Gromov-Hausdorff limit of orthonormal frame bundles of non-collapsed manifolds with bounded Ricci curvature

TL;DR

This paper investigates the Gromov-Hausdorff limits of orthonormal frame bundles over non-collapsed manifolds with bounded Ricci curvature, revealing structural similarities to Ricci limit spaces.

Contribution

It establishes that the limit of these frame bundles retains key geometric properties, including singular set codimension and regularity of the regular part.

Findings

Limit space has singular set of codimension at least 4.

Regular part of the limit space contains an open dense $C^{1,\alpha}$-Riemannian manifold.

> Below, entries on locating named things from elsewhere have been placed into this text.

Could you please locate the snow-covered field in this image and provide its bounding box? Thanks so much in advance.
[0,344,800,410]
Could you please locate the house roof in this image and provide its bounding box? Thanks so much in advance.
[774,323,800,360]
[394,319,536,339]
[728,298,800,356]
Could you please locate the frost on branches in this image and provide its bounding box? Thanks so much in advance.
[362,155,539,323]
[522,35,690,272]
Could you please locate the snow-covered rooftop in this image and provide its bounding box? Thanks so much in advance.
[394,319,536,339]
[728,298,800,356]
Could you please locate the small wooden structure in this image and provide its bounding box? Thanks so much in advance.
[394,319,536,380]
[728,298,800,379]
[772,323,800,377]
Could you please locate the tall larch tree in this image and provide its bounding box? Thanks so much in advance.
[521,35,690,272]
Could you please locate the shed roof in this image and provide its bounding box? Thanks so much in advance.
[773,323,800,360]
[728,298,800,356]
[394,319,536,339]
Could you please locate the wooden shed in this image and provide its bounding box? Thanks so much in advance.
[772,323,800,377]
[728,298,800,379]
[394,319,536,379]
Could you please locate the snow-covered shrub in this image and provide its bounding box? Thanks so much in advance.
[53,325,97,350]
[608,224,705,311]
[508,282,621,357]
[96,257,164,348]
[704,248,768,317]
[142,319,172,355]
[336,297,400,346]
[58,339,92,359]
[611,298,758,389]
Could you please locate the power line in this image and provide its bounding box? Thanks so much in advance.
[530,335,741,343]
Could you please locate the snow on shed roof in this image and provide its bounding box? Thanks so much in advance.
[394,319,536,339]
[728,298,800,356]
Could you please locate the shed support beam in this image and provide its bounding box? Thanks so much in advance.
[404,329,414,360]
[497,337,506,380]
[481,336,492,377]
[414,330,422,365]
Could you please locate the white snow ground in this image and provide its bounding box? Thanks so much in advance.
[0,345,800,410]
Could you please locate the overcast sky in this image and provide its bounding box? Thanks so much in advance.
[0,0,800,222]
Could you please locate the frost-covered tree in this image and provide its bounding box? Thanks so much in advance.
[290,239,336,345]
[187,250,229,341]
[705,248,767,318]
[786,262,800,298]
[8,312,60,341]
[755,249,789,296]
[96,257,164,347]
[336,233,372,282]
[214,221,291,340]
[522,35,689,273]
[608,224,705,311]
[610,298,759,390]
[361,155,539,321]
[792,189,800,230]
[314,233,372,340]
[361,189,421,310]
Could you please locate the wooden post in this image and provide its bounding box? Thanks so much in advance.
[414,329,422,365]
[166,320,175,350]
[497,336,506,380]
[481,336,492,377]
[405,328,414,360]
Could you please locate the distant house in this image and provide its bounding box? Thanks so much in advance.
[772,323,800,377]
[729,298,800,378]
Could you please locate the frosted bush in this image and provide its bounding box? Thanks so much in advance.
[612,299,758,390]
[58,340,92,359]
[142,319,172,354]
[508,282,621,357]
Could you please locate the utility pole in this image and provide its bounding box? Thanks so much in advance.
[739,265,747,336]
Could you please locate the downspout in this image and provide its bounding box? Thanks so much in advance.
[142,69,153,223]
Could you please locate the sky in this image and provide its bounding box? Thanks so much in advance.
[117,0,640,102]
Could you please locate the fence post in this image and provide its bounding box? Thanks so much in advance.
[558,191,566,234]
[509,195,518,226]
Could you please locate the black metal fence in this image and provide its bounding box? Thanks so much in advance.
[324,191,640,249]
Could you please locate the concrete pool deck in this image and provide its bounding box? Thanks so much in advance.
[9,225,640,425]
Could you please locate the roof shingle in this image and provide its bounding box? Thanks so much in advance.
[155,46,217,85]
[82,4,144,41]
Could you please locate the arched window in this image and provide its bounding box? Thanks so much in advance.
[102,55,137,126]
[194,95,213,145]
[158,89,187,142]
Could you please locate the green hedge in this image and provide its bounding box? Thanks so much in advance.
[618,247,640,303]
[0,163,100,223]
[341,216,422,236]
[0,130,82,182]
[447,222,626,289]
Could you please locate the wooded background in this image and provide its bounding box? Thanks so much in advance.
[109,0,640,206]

The limit space shares properties with Ricci limit spaces of non-collapsing sequences.

Abstract

Let $M_i$ be a sequence of non-collapsed $n$-manifolds with two-sidedly bounded Ricci curvature. We show that the Gromov-Haudorff limit space, $Y$, of the associated sequence of orthonormal frame bundles, $FM_i$, equipped with an almost canonical metric, shares similar properties as a Ricci limit space of non-collapsing sequence i.e., the singular set has codimension $\ge 4$ whose complement contains an open and dense $C^{1,\alpha}$-Riemannian manifold.